Michael reading with one of the students.

Our biggest stumbling block out of the gate was that so many of our students needed remedial reading instruction and were unacquainted with letter sounds. The missed classroom time due to Covid was devastating for these youngsters! We decided to devote one morning a week to small group reading support as well as one morning for writing. BMAB literacy champion Sharon Zinke’s Rime Magic became our go-to phonics instruction for our kids who through no fault of their own, were starting from scratch on their mastery of letter sounds. Sharon gave generously of her time explaining how to use the phonics instruction for 10 or 15 minutes and then transition to a book of the student’s choosing. It was in the course of these small group lessons that students really began to unlock the mystery of how big words can be broken down for understanding. Capabilities and vocabularies began to expand.

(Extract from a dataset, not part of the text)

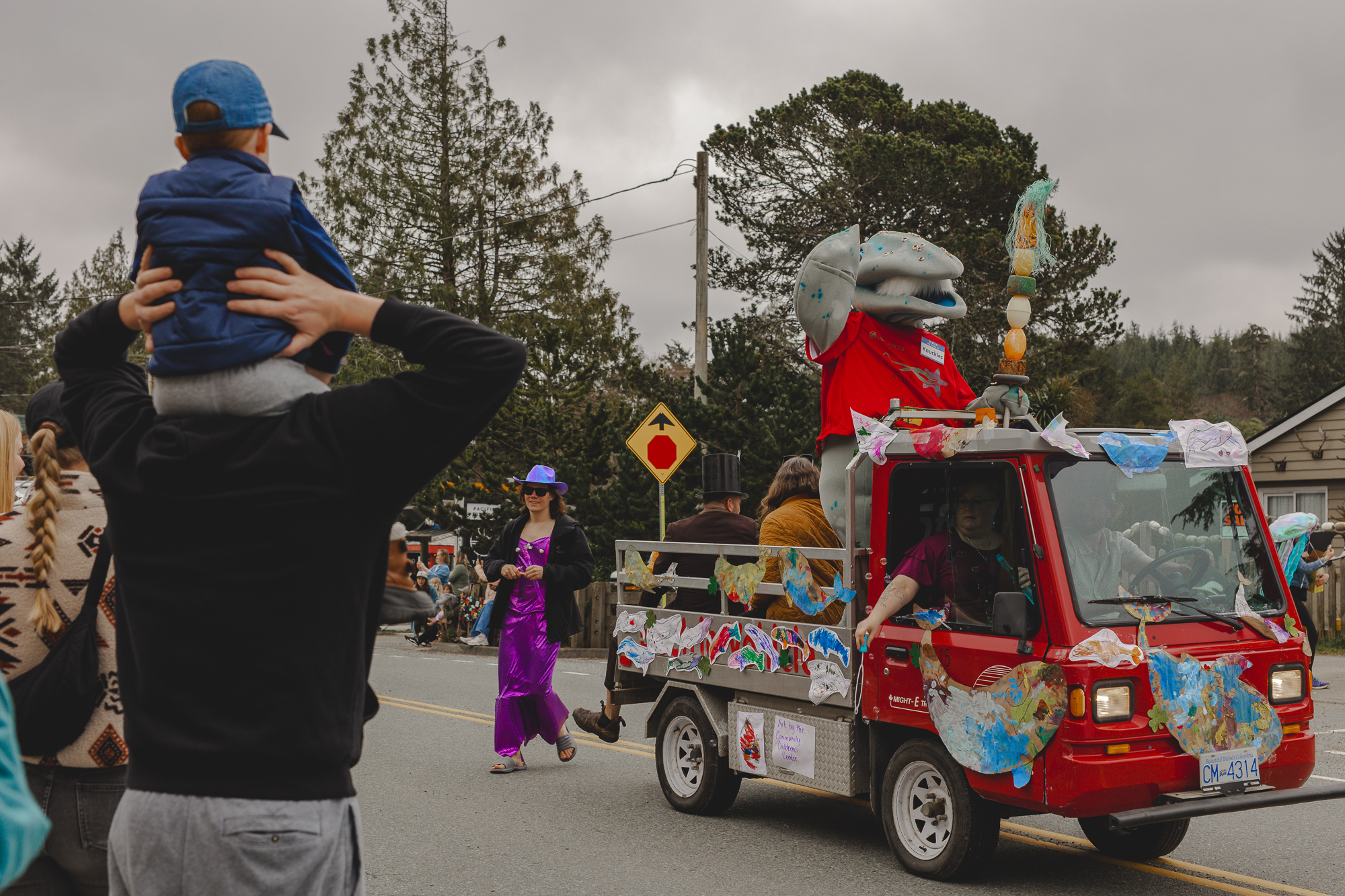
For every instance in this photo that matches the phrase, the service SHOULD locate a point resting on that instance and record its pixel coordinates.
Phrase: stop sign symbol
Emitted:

Of course, essential to all of this were the books. Access to books and finding those “just right” books are what transformed our kiddos’ self-perceptions as non-readers to browsers of lists of books, looking for their new favorite series or author. Michael and Ryan dove into Captain Underpants, Shiare became a devoted Jacqueline Woodson fan, Armanie loved the fashion sense of Baby Mouse, Shamar and Pete the Cat were both enamored with their shoes. All of these students just like Bria who began the year as self-proclaimed nonreader had been swept away by Rhyming Dust Bunnies, were able to discover just right books.

These individual discoveries, each as precious as a red moon, were funded by BMAB, changing these children’s self-perceptions, capabilities, and the trajectories of their learning journeys. Thank you, Lois Bridges and Bring Me a Book!